Yesterday we hooked Koby up to our garden wagon that Mark had converted with a home made shaft assembly. The results were mixed. Koby, bless him, was very patient and long-suffering while we fiddled around trying to get everything fitting correctly.  He didn't go bananas when we hitched him to the squeaky wagon but neither was he very impressed because there were 'wardrobe malfunctions'. I think I've an idea what the issues are but at the risk of embarrassing myself I'm going to ask what I think might be some pretty basic questions about correctly fitting harnesses and wagons.  Maybe there are others out there who will benefit from the answers  Confused  Nanno, would you please advise re the following?

1. On a four-wheeled vehicle (small garden wagon in this case, pretty similar to yours and Phil's) is it acceptable for the shafts to be pointing up quite markedly?

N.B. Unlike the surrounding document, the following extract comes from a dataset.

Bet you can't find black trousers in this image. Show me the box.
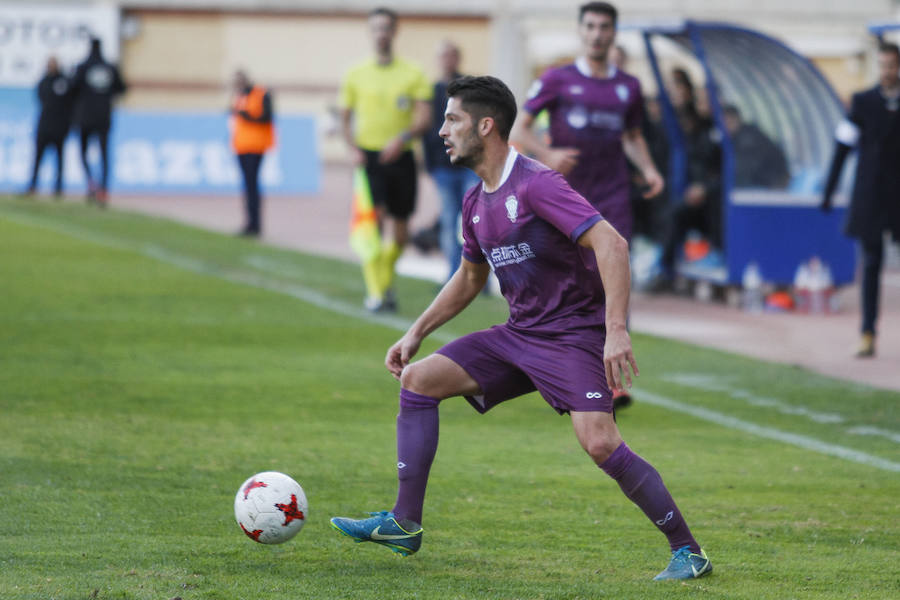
[28,132,66,196]
[859,237,884,335]
[81,127,109,190]
[238,154,263,233]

Koby is quite a tall goat and the height differential between (i) the connecting point of the shaft assembly to the wagon and (ii) the end of the shafts at Koby's shoulders is 25 inches. This means that the shafts are pointing decidedly upward and as such it is difficult to keep the shaft wraps and shaft loops vertically aligned. The shafts definitely do not 'float' in the shaft loops.  Does this mean that there will be unacceptable pressure on Koby's back? Nanno, I noticed that the pole between your goats on your team set-up also angles upwards somewhat but my shafts are angled even more so. I can't see a way around it given the difference between the height of the goat and that of the wagon. But I also note in your harness handout that sometimes the shaft wraps and the shaft loops can buckle together. I can probably do this with my Hoeggers harness but it's not going to fix the angle of the shafts.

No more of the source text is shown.